At the age of 19, my mother married a 34-year-old doctor named Abraham. Her father’s name was also Abraham so her husband became known by his initials, A.O.
She and A.O. decided to honeymoon in Russia so Mom could meet her mother’s sister and the rest of the family who had never moved to America. It was 1936. They took an ocean liner, the elegant ‘Normandie’, to France and took a train through Europe to Russia. The train had to go through Nazi Germany to get to Russia. At the time, Jews traveling in Europe were already getting nervous.
Mom and her first husband, A.O.
At one of the stops just before entering Germany, A.O. decided to get off the train and get sandwiches for himself and his bride. It took longer than expected and as he came back out onto the tracks, holding the sandwiches, the train was just pulling out of the station. He had both of their ‘papers’ with him. So Mom was now entering Nazi Germany alone, with no papers!
The Nazi officers got on at the next stop and started questioning everyone. Mom and A.O. had struck up a conversation with another passenger, who was German or Austrian. Mom found him and told him her predicament. She was panicked, needless to say and he agreed to help her out.
When the German officers got to Mom, she and the good Samaritan tried to explain her situation. Husband with papers, getting sandwiches, missed train, etc. The Germans insisted on searching Mom’s luggage, which she happily agreed to. While they were still talking, quite tensely, there was a commotion outside the train. Mom stuck her head out the window and saw an incredible sight. There was a railroad hand car, pulling up behind the train, carrying a train employee and A.O., still holding the sandwiches!
Old fashioned railroad hand car
A.O., who spoke German, had been able to get someone at the train station to help him rescue his young bride in the only way available to them. It was a daring and a timely rescue. A.O. got back on the train, produced their papers and the German’s left, confused perhaps, but satisfied.

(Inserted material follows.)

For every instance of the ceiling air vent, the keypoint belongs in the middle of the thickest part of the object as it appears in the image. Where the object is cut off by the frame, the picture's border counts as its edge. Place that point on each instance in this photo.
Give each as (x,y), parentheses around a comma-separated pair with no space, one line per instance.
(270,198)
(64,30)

That’s not quite the end of the story. A.O. later told Mom that, unbeknownst to her, he had been smuggling information, in his suitcase, for the Russian government! He was a member of the Communist Party and he was acting as a courier between the party in the U.S. and Russia. Needless to say, if the Germans had found A.O’s hidden documents, I would not have been born.
Mom and A.O.
Mom was furious at A.O. for putting her in a potentially dangerous situation. He should never have agreed to carry ‘spy’ documents on his honeymoon and exposed Mom to such jeopardy.
I always loved this story though because it’s the closest thing I’ve ever been to a real life cloak and dagger drama. Cue the credits and the spy movie music!